A discomforting moment occurs when Sylvia repeatedly nuzzles Phyllis‘ crotch, to that lady‘s great consternation. When Sylvia wants to sleep in Greg and Kate’s bed, Kate proclaims, “I hate Sylvia. I never thought I could hate anyone except Nixon.” Crotch? Bed? Is Sylvia asserting her sexual power? In a way that puts down those women?
A major challenge arrives when Kate gets a grant to study in England and the dog can‘t come because of the six-month quarantine. But Kate had followed Greg for 20 years, isn‘t it his turn? Feminism, right? The more I thought about it, beyond the surface comedy, I realized there is an underlying anti-woman note here — female dog thinks Greg is god, his own wife is wrapped up in her career, Phyllis, played by a man, is flaky, both women seem targets of the dog.

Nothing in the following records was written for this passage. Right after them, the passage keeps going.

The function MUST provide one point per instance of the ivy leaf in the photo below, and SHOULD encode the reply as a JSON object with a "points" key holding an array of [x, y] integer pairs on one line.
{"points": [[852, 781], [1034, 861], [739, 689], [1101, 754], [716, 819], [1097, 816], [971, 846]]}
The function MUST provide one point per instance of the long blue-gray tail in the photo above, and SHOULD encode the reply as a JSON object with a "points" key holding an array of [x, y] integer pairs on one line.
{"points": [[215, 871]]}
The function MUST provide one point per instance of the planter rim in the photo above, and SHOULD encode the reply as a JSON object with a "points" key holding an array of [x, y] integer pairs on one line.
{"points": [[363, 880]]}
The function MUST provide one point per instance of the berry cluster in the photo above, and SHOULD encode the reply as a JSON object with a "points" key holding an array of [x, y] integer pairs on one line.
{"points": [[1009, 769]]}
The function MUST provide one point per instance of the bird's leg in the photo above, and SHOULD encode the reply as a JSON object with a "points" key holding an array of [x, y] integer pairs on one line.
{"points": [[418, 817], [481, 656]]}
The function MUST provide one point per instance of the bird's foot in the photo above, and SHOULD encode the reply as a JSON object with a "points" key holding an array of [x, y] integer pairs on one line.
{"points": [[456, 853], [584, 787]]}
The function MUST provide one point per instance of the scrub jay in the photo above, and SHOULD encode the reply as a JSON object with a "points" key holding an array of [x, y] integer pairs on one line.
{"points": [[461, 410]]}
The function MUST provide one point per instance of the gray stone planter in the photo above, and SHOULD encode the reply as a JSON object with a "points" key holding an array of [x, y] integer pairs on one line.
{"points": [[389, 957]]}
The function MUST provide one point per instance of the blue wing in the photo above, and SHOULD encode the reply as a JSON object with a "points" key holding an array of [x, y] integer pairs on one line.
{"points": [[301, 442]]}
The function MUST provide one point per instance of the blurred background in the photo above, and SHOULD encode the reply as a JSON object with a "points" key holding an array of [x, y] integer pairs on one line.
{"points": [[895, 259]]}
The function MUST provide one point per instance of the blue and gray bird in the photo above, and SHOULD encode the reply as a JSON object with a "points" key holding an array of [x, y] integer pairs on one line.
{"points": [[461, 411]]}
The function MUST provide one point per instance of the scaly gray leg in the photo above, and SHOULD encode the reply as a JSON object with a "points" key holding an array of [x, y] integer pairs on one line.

Gurney says the play is about the need to connect. Is this really about the human condition, interpreted with the help of a deus ex machina mutt? So that if your job is not satisfying, leave it and find a pooch in the park who thinks you are god? Or whatever that signifies? Is Sylvia his fantasy woman? And how about Kate’s need to connect? I didn’t like the politics of the play, but I did relish Ashford in a performance that is a great model for acting classes.
“Sylvia.” Written by A.R. Gurney; directed by Daniel Sullivan. Cort Theatre, 138 West 48th Street, New York City. 800-447-7400. Opened Oct 27, 2015; closes Jan 3, 2016. Discount to Dec 23 with code, SVNSA814, orchestra $55 (reg $89 to $147), balcony $32 (reg $32 to $67). 11/18/15.